So I recently wanted to clarify my thinking about two commonly used error metrics for evaluating regression models - mean absolute error (MAE) and root mean squared error (RMSE). These metrics accomplish similar tasks, but each have their own advantages. Let $\mathcal{E} = (e_1,\ldots,e_n)^T$ be the model errors over the test data $(x_i,y_i)$. MAE is a straightforward mean of the absolute value of the errors, $\frac{1}{n}\sum_{i=1}^n |e_i|$. RMSE is the square root of the mean of the squared errors, $\sqrt{ \frac{1}{n}\sum_{i=1}^n e_i^2 \,}$.
Both of these metrics have several nice properties. In both cases, the positive and negative errors cannot cancel out. Also, both metrics have the nice property that their units are the same as those of the output variable $y$. So how are they different?
Well, the mean absolute error makes more intuitive sense. I do have to grasp a little more to understand RMSE. RMSE does have an interesting advantange of its own: when used as a loss function in a Machine Learning model, it is easy to take its derivatives.
To find more about how these two metrics compare, let's look at several inequalities for norms: $$\|\mathcal{E}\|_2 \leq \|\mathcal{E}\|_1 \leq \sqrt{n}\|\mathcal{E}\|_2.$$ Since $MAE = \frac{1}{n}\|\mathcal{E}\|_1$ and $RMSE = \frac{1}{\sqrt{n}}\|\mathcal{E}\|_2$, we can find two inequalities for these metrics: \begin{eqnarray} RMSE &\geq & MAE, \\ RMSE &\leq & \sqrt{n}\, MAE. \end{eqnarray}
So to summarize, root mean squared error is always bigger than mean absolute error.
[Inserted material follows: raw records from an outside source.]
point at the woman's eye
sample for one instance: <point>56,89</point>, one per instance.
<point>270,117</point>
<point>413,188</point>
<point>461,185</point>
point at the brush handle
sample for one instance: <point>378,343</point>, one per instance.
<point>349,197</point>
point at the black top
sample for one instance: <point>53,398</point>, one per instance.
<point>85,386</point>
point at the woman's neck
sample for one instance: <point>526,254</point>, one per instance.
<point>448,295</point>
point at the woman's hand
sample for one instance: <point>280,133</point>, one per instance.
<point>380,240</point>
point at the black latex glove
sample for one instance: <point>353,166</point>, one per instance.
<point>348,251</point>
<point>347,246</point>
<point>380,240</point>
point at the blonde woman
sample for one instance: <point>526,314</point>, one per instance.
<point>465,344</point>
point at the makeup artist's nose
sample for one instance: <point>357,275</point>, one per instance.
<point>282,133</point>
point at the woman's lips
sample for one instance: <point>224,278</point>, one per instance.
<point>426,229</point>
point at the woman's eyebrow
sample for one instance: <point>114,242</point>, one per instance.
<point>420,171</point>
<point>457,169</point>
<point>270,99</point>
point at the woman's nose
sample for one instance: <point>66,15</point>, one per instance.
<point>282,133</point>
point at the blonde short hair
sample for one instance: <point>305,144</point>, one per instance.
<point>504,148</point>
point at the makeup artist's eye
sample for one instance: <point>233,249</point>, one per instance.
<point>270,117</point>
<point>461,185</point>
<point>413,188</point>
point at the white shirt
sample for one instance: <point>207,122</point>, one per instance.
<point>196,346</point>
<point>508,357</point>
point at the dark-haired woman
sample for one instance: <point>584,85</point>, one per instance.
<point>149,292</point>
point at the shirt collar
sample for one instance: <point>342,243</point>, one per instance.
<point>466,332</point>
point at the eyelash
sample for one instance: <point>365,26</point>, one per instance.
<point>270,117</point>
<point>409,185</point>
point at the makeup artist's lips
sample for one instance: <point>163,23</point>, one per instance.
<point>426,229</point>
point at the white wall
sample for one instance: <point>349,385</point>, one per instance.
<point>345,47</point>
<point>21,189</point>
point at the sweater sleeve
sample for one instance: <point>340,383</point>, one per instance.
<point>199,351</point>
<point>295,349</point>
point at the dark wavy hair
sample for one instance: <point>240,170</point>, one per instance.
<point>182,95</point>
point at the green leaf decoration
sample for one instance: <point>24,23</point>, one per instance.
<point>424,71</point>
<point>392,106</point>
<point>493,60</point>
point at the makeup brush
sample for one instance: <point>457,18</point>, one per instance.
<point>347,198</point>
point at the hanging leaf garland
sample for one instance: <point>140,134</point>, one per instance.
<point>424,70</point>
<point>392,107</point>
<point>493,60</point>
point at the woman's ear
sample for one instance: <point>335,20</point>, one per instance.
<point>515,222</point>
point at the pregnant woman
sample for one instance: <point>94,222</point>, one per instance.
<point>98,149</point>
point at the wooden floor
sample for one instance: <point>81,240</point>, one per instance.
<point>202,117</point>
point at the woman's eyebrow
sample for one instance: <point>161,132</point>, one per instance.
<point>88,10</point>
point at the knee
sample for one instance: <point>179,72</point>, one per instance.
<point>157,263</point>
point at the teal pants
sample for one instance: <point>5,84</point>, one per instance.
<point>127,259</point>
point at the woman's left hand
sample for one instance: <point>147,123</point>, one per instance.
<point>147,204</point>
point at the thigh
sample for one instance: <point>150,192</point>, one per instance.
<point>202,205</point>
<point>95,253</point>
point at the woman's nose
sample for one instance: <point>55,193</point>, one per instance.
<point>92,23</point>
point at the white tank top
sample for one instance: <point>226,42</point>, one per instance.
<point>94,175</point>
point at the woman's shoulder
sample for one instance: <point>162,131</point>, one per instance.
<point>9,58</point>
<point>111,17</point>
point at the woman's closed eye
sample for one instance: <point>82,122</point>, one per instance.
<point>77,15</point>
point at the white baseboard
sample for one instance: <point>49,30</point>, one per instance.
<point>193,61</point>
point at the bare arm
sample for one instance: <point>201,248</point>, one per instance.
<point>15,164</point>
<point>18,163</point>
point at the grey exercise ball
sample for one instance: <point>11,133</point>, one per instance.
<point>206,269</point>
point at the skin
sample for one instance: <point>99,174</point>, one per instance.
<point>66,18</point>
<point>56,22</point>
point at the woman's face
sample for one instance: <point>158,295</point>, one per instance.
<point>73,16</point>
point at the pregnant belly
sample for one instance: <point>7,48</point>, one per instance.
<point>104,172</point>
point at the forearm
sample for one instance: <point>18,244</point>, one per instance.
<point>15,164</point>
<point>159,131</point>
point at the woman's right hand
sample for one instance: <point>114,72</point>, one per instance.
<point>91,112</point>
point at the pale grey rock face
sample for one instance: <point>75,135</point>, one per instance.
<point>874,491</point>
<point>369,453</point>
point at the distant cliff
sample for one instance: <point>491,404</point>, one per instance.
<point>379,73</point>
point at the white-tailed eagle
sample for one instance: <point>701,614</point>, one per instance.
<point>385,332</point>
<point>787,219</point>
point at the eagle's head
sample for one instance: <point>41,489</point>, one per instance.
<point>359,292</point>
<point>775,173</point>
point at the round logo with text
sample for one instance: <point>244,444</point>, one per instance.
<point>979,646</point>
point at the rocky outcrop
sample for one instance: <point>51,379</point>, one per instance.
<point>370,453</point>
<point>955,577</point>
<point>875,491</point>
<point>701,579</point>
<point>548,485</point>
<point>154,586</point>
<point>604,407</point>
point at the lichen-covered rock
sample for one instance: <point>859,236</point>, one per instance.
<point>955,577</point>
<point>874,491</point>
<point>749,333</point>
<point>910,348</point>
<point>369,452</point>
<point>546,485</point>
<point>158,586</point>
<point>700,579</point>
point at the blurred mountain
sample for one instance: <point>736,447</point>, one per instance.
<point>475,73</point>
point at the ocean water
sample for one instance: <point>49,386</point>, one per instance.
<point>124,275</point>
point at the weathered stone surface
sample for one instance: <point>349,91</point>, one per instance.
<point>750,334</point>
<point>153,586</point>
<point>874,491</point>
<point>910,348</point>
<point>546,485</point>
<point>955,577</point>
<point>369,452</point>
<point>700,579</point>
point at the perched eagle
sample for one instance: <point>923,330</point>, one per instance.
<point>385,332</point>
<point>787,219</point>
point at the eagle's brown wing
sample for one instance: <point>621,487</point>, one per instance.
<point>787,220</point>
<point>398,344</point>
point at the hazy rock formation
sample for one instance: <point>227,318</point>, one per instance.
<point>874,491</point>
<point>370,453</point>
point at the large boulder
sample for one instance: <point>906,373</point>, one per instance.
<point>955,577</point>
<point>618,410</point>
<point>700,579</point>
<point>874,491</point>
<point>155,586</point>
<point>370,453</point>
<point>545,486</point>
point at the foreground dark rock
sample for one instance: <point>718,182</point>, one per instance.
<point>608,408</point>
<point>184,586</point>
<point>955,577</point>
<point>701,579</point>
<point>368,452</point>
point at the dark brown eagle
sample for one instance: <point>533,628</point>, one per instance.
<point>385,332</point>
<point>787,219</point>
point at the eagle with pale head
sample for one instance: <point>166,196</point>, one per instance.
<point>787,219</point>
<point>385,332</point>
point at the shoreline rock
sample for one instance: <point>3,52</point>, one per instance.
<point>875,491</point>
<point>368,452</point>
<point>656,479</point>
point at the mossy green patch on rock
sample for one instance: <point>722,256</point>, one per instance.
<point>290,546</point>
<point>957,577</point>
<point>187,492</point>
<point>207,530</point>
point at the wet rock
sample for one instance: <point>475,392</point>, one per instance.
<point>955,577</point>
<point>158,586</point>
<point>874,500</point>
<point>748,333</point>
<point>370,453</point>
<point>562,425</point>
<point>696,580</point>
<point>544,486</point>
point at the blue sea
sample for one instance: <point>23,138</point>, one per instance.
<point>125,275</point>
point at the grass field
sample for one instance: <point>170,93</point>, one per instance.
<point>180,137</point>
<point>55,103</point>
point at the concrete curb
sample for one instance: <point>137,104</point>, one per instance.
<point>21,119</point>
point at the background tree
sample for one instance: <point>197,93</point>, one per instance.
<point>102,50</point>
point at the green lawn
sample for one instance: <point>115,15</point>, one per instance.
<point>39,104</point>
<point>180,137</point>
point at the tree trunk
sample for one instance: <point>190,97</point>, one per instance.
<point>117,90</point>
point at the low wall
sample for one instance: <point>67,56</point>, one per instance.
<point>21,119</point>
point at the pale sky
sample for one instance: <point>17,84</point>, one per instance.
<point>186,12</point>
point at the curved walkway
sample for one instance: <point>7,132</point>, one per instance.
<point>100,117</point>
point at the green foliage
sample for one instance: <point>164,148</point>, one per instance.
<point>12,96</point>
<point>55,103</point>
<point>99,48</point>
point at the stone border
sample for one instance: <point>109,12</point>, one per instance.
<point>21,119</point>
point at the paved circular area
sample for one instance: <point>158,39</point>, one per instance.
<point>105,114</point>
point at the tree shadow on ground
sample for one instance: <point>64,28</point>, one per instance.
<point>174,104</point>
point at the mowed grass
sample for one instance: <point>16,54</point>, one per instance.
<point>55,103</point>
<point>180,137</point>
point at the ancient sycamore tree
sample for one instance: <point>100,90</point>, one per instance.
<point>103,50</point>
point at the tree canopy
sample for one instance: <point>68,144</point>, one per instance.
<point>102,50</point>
The second inequality above points toward an interesting tendency of root mean squared error: RMSE tends to grow as the size of the dataset grows. Something to be aware of, and not necessarily freak out about. Outliers in the data tend to affect RMSE more. Chai and Draxley (2014) have a great paper for further reading on this topic: RMSE or MAE? - Arguments against avoiding RMSE in the literature.